Momentum Contrast for Unsupervised Visual Representation Learning

Kaiming He,Haoqi Fan,Yuxin Wu,Saining Xie,Ross Girshick
2020-03-24
Abstract:We present Momentum Contrast (MoCo) for unsupervised visual representation learning. From a perspective on contrastive learning as dictionary look-up, we build a dynamic dictionary with a queue and a moving-averaged encoder. This enables building a large and consistent dictionary on-the-fly that facilitates contrastive unsupervised learning. MoCo provides competitive results under the common linear protocol on ImageNet classification. More importantly, the representations learned by MoCo transfer well to downstream tasks. MoCo can outperform its supervised pre-training counterpart in 7 detection/segmentation tasks on PASCAL VOC, COCO, and other datasets, sometimes surpassing it by large margins. This suggests that the gap between unsupervised and supervised representation learning has been largely closed in many vision tasks.
Computer Vision and Pattern Recognition
What problem does this paper attempt to address?

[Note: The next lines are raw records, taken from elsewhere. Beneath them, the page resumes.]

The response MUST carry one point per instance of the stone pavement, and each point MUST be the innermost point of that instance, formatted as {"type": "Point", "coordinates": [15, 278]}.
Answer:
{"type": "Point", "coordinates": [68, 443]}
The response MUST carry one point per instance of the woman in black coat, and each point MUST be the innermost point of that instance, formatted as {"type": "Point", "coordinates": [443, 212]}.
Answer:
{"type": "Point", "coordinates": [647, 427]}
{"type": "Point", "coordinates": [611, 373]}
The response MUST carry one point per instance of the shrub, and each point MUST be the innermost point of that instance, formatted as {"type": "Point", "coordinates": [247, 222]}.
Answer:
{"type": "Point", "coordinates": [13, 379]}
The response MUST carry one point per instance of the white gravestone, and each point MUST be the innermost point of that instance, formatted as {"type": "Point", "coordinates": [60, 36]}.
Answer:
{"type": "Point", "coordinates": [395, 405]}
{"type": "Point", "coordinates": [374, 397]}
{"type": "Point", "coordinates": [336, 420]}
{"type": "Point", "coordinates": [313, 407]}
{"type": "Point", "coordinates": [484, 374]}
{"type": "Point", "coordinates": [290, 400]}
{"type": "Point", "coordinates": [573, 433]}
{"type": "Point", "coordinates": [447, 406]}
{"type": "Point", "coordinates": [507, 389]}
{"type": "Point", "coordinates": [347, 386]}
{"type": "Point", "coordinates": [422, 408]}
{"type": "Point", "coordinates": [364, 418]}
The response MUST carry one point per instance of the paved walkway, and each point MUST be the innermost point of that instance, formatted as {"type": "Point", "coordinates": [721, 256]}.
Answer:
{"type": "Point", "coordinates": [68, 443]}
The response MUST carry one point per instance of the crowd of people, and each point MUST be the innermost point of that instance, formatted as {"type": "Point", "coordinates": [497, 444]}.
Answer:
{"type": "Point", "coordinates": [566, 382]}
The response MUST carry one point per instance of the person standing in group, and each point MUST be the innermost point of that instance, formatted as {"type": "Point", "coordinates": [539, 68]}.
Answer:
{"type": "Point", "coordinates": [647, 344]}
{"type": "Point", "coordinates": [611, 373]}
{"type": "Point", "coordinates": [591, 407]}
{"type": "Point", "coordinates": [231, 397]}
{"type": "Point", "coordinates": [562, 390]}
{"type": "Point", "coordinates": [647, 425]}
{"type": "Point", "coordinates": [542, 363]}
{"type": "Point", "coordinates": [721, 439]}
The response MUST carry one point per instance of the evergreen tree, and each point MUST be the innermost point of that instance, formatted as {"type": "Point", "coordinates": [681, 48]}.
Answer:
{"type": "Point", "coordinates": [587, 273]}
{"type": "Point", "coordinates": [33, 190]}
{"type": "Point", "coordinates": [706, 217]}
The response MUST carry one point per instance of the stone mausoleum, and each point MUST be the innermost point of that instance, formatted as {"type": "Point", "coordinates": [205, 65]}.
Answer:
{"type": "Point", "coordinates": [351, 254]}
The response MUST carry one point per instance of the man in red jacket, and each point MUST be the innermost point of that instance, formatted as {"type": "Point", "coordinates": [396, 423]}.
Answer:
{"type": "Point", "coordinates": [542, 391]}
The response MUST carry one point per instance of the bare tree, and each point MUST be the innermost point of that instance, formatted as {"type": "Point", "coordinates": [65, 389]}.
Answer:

The paper primarily addresses the problem of unsupervised representation learning in the field of computer vision, specifically how to use contrastive loss functions to construct high-quality visual feature representations. Specifically, the paper proposes the Momentum Contrast (MoCo) method, which is a new framework for unsupervised visual representation learning. The core contributions of MoCo are: 1. **Construction of a dynamic dictionary**: By maintaining a sample queue as a dictionary and using the current mini-batch data to update the queue, the dictionary can be continuously updated during the training process, thereby achieving a dynamic dictionary. 2. **Consistency of dictionary keys**: To ensure that the keys (i.e., dictionary entries) in the dictionary remain consistent during training, MoCo introduces a momentum update mechanism. This makes the parameter changes of the encoder smoother, which helps improve the quality of the learned representations. 3. **Application of contrastive loss function**: From the perspective of the contrastive loss function, MoCo constructs a dynamic dictionary, enabling the model to learn to distinguish between positive and negative examples in an unsupervised manner. The goal of MoCo is to improve the effectiveness of unsupervised representation learning by constructing a large and consistent dynamic dictionary, aiming to narrow the gap between unsupervised learning and supervised learning. The paper demonstrates the performance of MoCo on multiple downstream tasks, including image classification and object detection, proving that it can effectively learn useful visual features and, in some tasks, even surpass supervised pre-trained models based on ImageNet.